There are currently 5 Comments comments.

  1. Frustrated Prosecutor August 1, 2017 1:04 pm

    Examiner’s frequently use “inherency” as an obviousness shortcut in my experience, particularly in chemical and material science cases (my focus areas). The MPEP is too permissive on this in my view, but I suppose examiners are justified in using inherency to make obviousness rejections without making a “predictability” finding, at least until the Federal Circuit provides clarity here. It can be frustrating when you have no recourse because “it’s inherent” in the theoretical prior art construct that purportedly emerges from combined references. I have had some limited success in arguing hindsight bias in connection with inherent obviousness, but this is nevertheless an issue that needs clarification.

  2. Dan Hanson August 1, 2017 2:28 pm

    The Honeywell case decided by the Federal Circuit today may add to the discussion.

  3. Frustrated Prosecutor August 1, 2017 3:09 pm

    Ironically, the Federal Circuit just issued an opinion today that touches on this very issue: Honeywell v. Mexichem.

    “What is important regarding properties that may be inherent, but unknown, is whether they are unexpected. All properties of a composition are inherent in that composition, but unexpected properties may cause what may appear to be an obvious composition to be nonobvious.” Slip op at 10.

    “Thus, the Board here, in dismissing properties of the claimed invention as merely inherent, without further consideration as to unpredictability and unexpectedness, erred as a matter of law.” Slip op at 11.

    Looks like we have an intra-court split between Par Pharm’s “naturally flows” standard and now Honeywell’s “predictability and expectedness” standard. Oddly enough Wallach was on both panels and his partial dissent today does not implicate inherency.

  4. AAA JJ August 2, 2017 11:21 am

    “As stated in M.P.E.P. § 2112, claims may be rejected under both 35 § U.S.C. 102 (novelty) and 103 (obviousness) based on express, implicit, and inherent disclosures of a prior art reference.”

    The cases that the MPEP cites, including Best and Spada, are fairly distinguishable on their facts, and simply don’t apply in situations where there is arguably not an anticipation rejection. Neither of those cases applies in the context of combining prior art references in an obviousness rejection, yet examiner’s cite them constantly when making combinations.

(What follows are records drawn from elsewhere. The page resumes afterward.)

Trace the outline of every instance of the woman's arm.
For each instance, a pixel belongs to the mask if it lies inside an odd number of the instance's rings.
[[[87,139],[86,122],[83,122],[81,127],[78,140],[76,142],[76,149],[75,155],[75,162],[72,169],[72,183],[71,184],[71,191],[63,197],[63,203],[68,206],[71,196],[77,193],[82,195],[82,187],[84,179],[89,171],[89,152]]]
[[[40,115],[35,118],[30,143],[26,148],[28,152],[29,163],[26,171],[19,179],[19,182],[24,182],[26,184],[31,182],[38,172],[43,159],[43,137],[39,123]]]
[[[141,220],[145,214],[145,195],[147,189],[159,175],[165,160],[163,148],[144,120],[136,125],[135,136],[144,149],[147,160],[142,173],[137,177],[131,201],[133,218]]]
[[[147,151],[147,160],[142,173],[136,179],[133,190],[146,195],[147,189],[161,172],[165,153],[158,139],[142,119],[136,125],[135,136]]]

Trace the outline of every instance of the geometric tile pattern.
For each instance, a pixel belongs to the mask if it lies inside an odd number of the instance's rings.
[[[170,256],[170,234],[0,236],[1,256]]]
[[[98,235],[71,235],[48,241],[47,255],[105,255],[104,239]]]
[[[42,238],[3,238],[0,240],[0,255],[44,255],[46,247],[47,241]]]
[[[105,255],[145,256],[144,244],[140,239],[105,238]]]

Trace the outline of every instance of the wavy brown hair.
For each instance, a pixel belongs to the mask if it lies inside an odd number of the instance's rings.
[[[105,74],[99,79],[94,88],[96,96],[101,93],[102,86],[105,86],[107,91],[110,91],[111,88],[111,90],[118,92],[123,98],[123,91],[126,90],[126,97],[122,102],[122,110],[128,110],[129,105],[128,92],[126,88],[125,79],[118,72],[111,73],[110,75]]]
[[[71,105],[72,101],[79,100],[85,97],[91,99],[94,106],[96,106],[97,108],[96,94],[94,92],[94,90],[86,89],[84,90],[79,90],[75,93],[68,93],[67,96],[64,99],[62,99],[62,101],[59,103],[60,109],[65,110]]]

    It’s also important to remind the examiners, the APJ’s, and probably the Fed. Cir. judges, that the reasonable expectation of success has to be found in the prior art, not in applicant’s specification. I have one examiner rejecting my claims by combining two references. I argued there’s no reasonable expectation of success that the combination would provide our composition and its structure, and the examiner argued that our specification “proves” that if you combined the references as he proposes the combination would result in our composition and its structure. Complete nonsense. And hindsight. So we’re going to the Board.

  5. Frustrated Examiner August 2, 2017 8:07 pm

    I can only echo the need for clarity. I’d love to issue Patents based on properties which are inherent but not expected, but until the mpep is updated and training for SPEs is given our hands are tied.